Oladimeji Lawal

Personal information
- Full name: Mohammed Oladimeji Lawal
- Date of birth: 24 July 1971 (age 54)
- Place of birth: Ifo, Nigeria
- Height: 1.74 m (5 ft 8+1⁄2 in)
- Position: Midfielder

Senior career*
- Years: Team / Apps / (Gls)
- 1988–1989: Julius Berger
- 1989–1991: Madrid B / 24 / (0)
- 1991–1993: Shooting Stars
- 1993–1994: Kortrijk / 3 / (0)
- 1994: Hellenic

International career
- 1990: Nigeria / 3 / (1)

= Oladimeji Lawal =

Nigerian footballer and agent

Mohammed Oladimeji Lawal (born 24 July 1971) is a former Nigerian footballer who played as a midfielder for clubs in Nigeria, Spain and Belgium. He is a FIFA-licensed players' agent.

==Club career==
Lawal moved started his footballing career with Femo Scorpion Football club of Eruwa alongside the likes of Mutiu Adepoju and moved to Spain at age 18 and signed with Real Madrid, and would spend two seasons with the B team, one in the Segunda División and one in Segunda División B. He was never promoted to the main squad, and returned to Nigeria to play for Shooting Stars F.C.

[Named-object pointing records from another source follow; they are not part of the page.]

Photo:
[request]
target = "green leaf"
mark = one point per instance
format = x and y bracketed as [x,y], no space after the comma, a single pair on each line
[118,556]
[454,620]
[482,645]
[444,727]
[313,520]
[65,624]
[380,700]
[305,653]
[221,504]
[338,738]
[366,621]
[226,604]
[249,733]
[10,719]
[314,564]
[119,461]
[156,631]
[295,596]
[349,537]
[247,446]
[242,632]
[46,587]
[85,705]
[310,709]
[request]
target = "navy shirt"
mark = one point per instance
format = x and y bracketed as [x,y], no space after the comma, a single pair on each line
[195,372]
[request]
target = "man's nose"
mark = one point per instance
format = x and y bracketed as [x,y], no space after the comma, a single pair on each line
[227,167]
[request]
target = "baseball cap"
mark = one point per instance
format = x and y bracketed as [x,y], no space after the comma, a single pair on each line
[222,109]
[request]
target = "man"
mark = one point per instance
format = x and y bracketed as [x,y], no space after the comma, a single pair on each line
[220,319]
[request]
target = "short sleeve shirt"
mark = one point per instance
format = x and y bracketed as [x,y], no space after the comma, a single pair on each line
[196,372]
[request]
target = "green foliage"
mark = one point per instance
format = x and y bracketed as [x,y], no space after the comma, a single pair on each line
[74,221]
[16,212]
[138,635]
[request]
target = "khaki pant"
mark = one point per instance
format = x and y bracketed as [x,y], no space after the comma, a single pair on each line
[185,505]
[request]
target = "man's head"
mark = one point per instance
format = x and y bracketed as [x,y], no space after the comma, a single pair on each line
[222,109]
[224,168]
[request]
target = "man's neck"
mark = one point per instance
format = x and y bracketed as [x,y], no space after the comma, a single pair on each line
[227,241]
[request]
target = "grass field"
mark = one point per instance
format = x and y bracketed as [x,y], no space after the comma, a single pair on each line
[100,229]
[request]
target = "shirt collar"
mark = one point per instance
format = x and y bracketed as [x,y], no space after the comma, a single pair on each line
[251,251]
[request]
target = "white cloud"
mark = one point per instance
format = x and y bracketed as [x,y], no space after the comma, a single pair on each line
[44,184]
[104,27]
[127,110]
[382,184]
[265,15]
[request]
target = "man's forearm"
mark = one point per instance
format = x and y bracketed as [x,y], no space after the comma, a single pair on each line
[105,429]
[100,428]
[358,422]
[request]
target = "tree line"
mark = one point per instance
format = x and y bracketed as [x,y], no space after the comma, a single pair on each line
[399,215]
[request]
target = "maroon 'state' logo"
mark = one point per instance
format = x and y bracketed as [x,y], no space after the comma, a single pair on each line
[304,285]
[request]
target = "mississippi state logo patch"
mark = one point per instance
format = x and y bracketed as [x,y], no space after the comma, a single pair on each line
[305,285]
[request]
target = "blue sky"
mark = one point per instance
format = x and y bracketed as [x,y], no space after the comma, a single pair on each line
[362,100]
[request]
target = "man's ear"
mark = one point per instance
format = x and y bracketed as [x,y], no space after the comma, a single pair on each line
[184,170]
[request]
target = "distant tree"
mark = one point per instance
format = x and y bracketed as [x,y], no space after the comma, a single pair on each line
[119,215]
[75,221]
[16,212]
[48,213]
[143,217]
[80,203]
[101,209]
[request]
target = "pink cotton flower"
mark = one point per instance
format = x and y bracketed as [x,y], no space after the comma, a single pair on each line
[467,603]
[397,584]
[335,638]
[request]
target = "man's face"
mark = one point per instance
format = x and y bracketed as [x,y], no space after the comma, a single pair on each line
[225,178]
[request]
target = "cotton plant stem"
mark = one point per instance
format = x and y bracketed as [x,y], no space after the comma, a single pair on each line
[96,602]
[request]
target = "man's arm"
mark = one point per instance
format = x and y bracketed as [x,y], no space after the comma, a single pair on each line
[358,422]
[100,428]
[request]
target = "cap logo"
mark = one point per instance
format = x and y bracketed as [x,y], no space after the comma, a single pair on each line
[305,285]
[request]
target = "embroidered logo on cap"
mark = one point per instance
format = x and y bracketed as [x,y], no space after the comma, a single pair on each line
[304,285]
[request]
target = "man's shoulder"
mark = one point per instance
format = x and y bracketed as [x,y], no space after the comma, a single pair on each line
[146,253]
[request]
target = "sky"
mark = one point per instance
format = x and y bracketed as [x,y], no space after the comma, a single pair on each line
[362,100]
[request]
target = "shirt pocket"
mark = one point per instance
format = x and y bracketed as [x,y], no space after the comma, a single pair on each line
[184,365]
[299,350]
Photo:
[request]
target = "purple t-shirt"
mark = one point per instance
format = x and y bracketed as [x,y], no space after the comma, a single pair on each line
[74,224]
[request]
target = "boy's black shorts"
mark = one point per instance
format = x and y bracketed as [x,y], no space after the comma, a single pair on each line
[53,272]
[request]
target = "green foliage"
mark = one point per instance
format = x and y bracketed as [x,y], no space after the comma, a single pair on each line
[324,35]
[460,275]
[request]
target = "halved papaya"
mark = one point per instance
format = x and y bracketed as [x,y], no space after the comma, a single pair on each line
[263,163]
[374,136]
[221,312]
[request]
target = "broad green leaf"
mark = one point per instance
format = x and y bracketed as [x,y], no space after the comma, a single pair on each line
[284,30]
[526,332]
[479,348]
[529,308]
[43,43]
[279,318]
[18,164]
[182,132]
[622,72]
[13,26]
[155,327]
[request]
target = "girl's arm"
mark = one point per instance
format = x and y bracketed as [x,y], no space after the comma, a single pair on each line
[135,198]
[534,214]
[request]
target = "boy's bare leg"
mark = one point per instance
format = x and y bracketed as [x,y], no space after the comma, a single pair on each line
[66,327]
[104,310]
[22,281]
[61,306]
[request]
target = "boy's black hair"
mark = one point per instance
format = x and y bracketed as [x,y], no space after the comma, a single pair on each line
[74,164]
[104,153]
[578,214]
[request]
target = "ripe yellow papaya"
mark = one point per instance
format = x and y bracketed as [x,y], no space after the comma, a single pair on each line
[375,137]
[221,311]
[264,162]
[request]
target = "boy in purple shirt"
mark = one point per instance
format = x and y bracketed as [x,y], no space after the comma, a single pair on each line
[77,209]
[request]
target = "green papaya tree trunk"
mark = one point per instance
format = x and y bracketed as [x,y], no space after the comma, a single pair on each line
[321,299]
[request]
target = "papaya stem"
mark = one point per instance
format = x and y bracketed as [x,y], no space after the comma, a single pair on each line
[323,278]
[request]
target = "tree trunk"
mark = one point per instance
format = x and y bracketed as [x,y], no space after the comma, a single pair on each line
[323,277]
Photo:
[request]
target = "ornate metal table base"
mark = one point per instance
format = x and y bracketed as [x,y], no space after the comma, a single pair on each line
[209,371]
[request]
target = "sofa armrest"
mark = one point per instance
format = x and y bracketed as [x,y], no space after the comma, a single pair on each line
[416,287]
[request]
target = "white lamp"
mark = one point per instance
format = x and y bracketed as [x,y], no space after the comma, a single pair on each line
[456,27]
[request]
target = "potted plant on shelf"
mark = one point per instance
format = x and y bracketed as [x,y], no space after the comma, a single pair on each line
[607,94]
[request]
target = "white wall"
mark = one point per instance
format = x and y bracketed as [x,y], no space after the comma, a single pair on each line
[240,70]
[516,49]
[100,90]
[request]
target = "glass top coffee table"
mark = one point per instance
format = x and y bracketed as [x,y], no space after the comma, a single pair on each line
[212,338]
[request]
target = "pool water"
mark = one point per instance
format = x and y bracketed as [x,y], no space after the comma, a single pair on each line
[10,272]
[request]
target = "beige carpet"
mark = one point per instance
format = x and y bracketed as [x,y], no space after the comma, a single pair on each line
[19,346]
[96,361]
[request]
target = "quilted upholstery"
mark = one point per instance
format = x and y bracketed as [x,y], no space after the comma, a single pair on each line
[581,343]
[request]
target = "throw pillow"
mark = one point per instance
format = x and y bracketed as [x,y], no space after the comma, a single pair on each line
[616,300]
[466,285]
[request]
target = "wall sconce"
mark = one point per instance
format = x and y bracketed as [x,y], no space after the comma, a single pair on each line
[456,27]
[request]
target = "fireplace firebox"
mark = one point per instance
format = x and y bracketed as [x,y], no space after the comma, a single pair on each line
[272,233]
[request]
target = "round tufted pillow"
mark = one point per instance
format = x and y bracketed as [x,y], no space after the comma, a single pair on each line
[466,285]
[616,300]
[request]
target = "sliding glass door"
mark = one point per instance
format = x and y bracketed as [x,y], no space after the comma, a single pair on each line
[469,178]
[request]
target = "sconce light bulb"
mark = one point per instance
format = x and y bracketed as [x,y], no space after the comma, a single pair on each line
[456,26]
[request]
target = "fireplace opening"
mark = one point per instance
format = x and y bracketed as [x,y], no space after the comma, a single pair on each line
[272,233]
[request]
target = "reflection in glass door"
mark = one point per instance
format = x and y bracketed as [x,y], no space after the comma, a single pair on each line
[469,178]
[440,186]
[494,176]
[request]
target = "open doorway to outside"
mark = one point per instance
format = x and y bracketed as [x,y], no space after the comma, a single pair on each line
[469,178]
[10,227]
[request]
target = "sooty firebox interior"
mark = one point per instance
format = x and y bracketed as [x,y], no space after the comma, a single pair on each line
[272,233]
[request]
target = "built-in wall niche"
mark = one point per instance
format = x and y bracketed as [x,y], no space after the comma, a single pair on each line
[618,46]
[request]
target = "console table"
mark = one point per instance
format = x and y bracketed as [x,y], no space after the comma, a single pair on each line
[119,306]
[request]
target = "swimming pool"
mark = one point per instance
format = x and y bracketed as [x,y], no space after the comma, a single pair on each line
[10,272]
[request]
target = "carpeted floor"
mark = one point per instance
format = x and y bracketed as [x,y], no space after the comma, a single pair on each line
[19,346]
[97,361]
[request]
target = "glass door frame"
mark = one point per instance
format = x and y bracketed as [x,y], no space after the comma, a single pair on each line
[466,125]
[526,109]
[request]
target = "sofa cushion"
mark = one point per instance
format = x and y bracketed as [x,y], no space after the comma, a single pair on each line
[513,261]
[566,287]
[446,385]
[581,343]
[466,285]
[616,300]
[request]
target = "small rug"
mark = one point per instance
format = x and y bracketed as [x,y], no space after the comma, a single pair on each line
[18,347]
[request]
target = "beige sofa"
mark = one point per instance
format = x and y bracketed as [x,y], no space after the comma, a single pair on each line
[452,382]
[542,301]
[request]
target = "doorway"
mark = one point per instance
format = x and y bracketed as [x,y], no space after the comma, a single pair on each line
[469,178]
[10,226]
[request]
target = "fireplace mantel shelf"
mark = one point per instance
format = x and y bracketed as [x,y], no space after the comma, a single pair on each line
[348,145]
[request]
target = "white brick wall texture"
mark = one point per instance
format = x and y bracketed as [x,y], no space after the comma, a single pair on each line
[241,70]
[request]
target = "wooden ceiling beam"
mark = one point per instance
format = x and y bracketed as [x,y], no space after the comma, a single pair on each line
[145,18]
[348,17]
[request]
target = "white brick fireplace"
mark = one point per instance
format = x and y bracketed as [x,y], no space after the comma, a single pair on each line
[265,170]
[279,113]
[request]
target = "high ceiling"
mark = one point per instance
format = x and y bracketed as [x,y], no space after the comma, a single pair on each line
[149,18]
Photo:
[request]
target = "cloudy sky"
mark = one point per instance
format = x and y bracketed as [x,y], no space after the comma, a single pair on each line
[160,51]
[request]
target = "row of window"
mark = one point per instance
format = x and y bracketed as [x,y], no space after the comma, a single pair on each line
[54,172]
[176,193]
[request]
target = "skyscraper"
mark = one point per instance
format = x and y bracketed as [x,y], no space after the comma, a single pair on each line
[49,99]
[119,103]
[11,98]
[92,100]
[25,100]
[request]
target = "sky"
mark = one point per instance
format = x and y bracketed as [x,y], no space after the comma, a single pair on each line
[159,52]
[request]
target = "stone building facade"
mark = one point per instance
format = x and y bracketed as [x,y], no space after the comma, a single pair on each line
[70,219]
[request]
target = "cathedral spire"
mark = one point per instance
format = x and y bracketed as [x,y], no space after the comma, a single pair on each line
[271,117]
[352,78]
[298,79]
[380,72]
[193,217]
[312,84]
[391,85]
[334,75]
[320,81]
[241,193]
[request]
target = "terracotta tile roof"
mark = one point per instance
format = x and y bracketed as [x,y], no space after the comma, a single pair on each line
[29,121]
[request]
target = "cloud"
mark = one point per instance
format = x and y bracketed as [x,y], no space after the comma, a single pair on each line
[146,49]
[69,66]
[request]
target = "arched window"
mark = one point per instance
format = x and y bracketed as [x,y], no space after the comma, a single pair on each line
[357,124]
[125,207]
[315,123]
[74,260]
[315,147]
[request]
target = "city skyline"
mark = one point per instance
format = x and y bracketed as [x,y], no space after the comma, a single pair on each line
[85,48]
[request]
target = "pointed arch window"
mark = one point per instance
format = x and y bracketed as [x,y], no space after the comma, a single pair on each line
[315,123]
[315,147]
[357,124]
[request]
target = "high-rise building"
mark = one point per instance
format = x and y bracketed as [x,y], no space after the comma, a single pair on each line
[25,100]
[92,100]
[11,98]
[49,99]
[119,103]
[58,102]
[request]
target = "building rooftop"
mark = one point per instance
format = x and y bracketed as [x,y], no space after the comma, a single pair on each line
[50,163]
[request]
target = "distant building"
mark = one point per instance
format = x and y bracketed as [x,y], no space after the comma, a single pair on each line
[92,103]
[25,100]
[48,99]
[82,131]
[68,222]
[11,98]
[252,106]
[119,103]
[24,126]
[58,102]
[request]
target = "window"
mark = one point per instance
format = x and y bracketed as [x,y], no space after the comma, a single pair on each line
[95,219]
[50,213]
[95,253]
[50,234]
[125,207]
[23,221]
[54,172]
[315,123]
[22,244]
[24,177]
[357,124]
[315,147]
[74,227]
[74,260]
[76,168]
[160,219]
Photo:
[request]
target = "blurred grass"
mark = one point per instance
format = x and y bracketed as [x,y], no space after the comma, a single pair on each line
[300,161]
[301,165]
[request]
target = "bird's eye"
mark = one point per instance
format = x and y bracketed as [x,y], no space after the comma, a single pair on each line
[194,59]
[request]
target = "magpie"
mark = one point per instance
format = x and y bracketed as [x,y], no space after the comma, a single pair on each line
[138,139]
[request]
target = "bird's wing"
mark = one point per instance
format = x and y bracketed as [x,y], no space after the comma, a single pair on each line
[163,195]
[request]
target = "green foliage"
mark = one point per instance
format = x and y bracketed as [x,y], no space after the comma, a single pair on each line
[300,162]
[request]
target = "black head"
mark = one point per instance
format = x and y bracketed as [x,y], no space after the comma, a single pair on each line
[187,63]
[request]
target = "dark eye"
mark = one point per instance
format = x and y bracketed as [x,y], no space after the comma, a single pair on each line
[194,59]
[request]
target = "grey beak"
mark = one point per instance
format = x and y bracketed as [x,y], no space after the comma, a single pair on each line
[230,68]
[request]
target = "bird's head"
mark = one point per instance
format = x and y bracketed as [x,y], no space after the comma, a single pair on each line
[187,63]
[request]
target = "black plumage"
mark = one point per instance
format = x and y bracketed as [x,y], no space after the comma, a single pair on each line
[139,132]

In 1993, Lawal joined Belgian Second Division side K.V. Kortrijk for one season. He played in the South African Premier Soccer League with Hellenic FC during 1994.

==International career==
Lawal played for Nigeria in the 1987 FIFA U-16 World Championship in Canada and the 1989 FIFA World Youth Championship in Saudi Arabia.

Lawal made several appearances for the senior Nigeria national football team. He scored on his debut, a 1992 African Nations Cup qualifier against Togo in 1990.

==Personal==
His younger brother, Abass Muyiwa, is also a footballer. A midfielder, he has had professional stints in Spain, Morocco and the United Arab Emirates.